La Chine espère réduire la consommation d'ici 2030, un objectif qui se heurte aux intérêts du puissant monopole d'Etat et de collectivités locales dont les finances sont dépendantes des cigarettes.
Ce paradoxe s'illustre à Yuxi, dans la province du Yunnan, où l'agriculture et le tourisme comptent sur la culture du tabac, très importante, pour développer cette région relativement rurale.
Le tabac représentait près d'un tiers du PIB local au premier trimestre 2022, selon les chiffres officiels.
Cet argent aide à "payer la scolarité des enfants ou à construire une maison", explique à l'AFP Mme Li, une agricultrice, tandis que son mari laboure un champ.
Sa famille peut gagner jusqu'à 60.000 yuans (7.340 euros) annuels grâce au tabac, bien plus qu'avec d'autres cultures aux cours plus fluctuants.
Le tabac attire aussi un nombre croissant de touristes à Yuxi, qui viennent visiter le producteur de cigarettes Hongta ("Pagode rouge"), l'une des marques les plus connues de Chine.
Nommée d'après la pagode centenaire de la ville, à l'origine blanche mais repeinte en rouge par les communistes, l'entreprise est une filiale de la compagnie étatique China Tobacco - laquelle détient un monopole sur le secteur.
- Conflit d'intérêt -
Hongta propose notamment aux touristes des visites de son usine et d'un musée du tabac.
"Les cigarettes d'ici sont célèbres, donc on voulait venir voir", déclare à l'AFP M. Dong, un touriste venu du nord-est du pays.
La Chine est le premier producteur et consommateur mondial de tabac, avec plus de 300 millions de fumeurs selon l'Organisation mondiale de la Santé (OMS).

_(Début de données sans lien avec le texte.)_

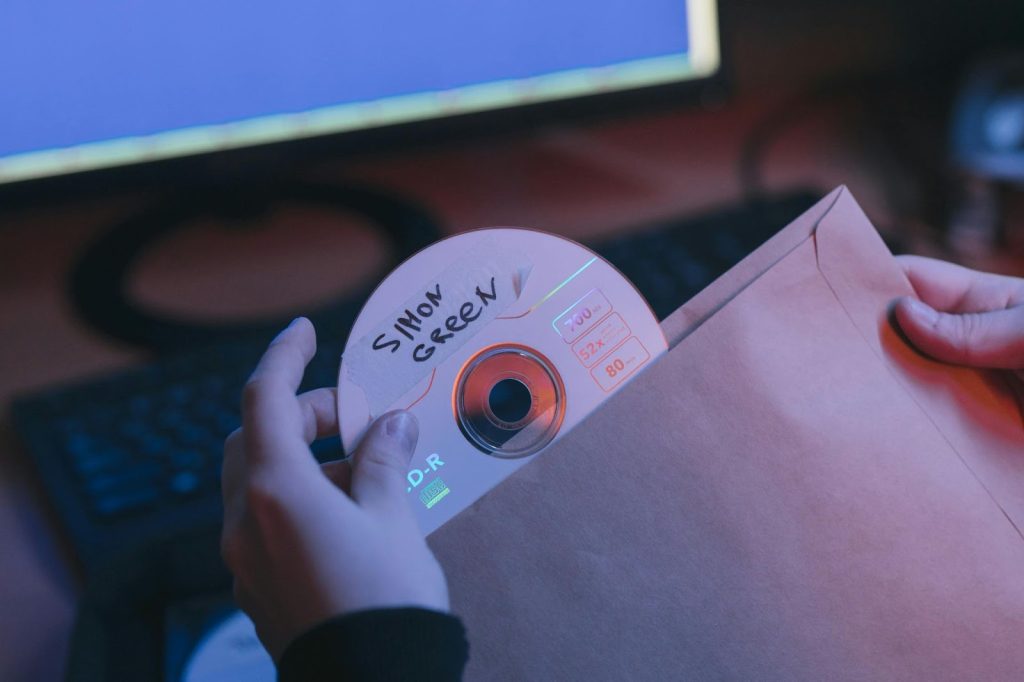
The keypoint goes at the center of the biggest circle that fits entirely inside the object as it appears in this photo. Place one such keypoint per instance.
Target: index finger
(952, 288)
(269, 408)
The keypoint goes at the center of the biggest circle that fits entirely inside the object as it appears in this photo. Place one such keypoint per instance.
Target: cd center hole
(510, 400)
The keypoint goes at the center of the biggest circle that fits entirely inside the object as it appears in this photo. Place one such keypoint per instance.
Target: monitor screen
(89, 85)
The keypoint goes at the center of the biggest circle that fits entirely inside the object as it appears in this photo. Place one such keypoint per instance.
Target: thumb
(381, 461)
(993, 339)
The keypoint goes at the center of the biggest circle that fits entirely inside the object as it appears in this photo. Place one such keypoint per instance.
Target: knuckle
(252, 393)
(263, 503)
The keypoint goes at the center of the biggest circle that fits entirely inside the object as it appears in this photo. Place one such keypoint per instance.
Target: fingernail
(923, 311)
(401, 427)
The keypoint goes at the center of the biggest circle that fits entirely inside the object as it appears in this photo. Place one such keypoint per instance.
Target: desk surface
(581, 183)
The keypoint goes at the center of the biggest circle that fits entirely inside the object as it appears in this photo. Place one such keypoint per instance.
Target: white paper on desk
(792, 494)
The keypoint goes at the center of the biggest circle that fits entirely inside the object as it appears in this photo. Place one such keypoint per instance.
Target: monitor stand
(98, 283)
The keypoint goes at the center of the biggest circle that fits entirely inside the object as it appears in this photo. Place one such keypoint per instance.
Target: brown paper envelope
(788, 494)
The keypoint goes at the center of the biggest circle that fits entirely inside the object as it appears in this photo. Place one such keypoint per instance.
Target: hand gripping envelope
(791, 493)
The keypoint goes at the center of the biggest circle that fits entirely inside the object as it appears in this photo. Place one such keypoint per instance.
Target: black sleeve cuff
(380, 644)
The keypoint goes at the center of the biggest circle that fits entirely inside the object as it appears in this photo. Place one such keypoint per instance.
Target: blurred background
(177, 181)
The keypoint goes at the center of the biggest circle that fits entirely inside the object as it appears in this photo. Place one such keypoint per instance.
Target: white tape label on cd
(434, 322)
(498, 356)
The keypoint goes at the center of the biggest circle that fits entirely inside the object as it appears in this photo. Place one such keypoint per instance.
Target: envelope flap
(726, 287)
(976, 411)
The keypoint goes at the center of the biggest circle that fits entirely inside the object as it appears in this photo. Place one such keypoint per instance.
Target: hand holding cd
(305, 542)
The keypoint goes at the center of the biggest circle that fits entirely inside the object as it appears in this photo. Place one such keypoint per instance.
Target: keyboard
(133, 458)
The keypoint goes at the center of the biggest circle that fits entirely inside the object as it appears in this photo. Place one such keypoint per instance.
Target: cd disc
(500, 341)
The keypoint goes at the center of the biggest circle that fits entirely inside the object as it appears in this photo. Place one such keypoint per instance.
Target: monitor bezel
(286, 159)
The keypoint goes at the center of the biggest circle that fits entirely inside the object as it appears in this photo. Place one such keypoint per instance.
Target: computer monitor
(89, 86)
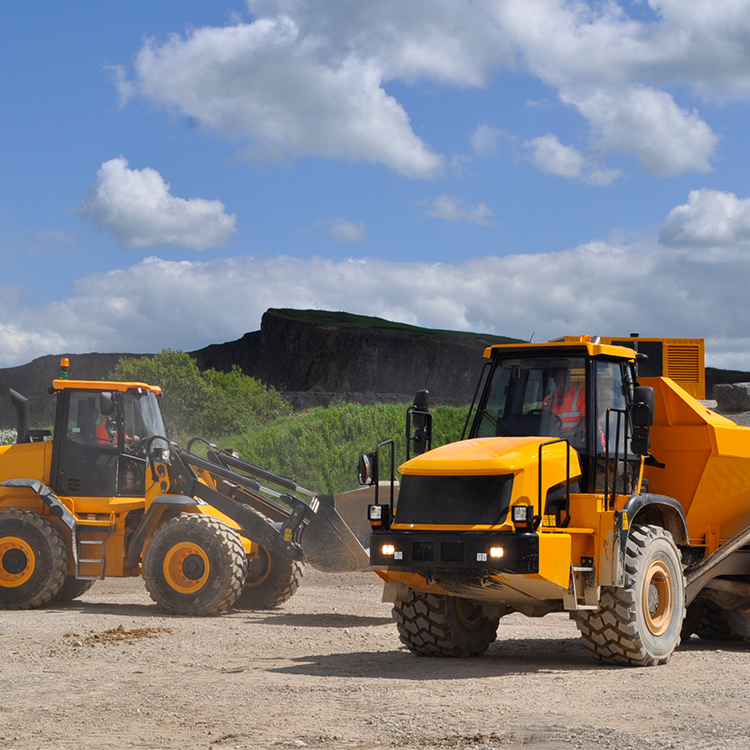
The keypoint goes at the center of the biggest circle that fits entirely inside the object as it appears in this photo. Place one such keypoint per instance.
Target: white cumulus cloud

L'interdiction de fumer dans les lieux fermés est mieux appliquée qu'auparavant, notamment dans les métropoles. Mais la fumée continue d'être courante dans certains cybercafés, hôtels, restaurants ou toilettes publiques - souvent dans les endroits moins développés.
Le gouvernement veut réduire d'environ 25% à quelque 20% la part de fumeurs dans la population d'ici 2030.
Mais les progrès sont laborieux. Selon une étude chinoise publiée l'an passé, le nombre de fumeurs entre 2010 et 2022 n'a baissé que de 14% - une réduction nettement inférieure à la moyenne des pays développés.
Les autorités doivent également composer avec les intérêts de China Tobacco, qui contrôle pratiquement toute la production, la transformation et la distribution du tabac.
Le secteur a généré l'an dernier 1.600 milliards de yuans (196 milliards d'euros) en bénéfices et rentrées fiscales.
L'Administration nationale du monopole du tabac, le régulateur du secteur, a été critiquée par des chercheurs pour n'être, en réalité, qu'une simple façade de China Tobacco présentée sous un autre nom. Le plus grand fabricant national de cigarettes serait donc aussi son propre régulateur.
- "Fumeur moins" -
Selon une récente étude, le coût du tabagisme en Chine, estimé en 2020 à 2.430 milliards de yuans (297 milliards d'euros), dépasse d'environ 1,6 fois les bénéfices économiques générés par le secteur.
"Des politiques antitabac plus strictes pourraient réduire la prévalence du tabagisme sans nuire gravement aux recettes publiques", déclare à l'AFP Qinghua Nian, biostatisticienne à l'Ecole de santé publique Bloomberg de l'Université Johns Hopkins (Etats-Unis).
Les initiatives pour limiter le tabagisme en Chine coïncident avec l'expansion à l'étranger des entreprises du secteur.
Selon l'ONU, les exportations chinoises de tabac et produits dérivés ont dépassé en 2023 les 9 milliards de dollars (8 milliards d'euros), contre moins de 1,5 milliard cinq ans plus tôt.
Mais la cigarette semble perdre son attrait auprès des jeunes.
"Il vaut mieux fumer moins", explique M. Dong, le touriste rencontré à la pagode rouge. "Mes enfants et petits-enfants, eux, ne fument pas du tout."
Non loin de là, M. Long surveille des plants de tabac.
"Avant, le tabac se vendait quelques yuans les 500 grammes. Maintenant, c'est plusieurs dizaines", confie cet ouvrier agricole de 54 ans.
"Ce secteur reste une bonne source de revenus pour les agriculteurs."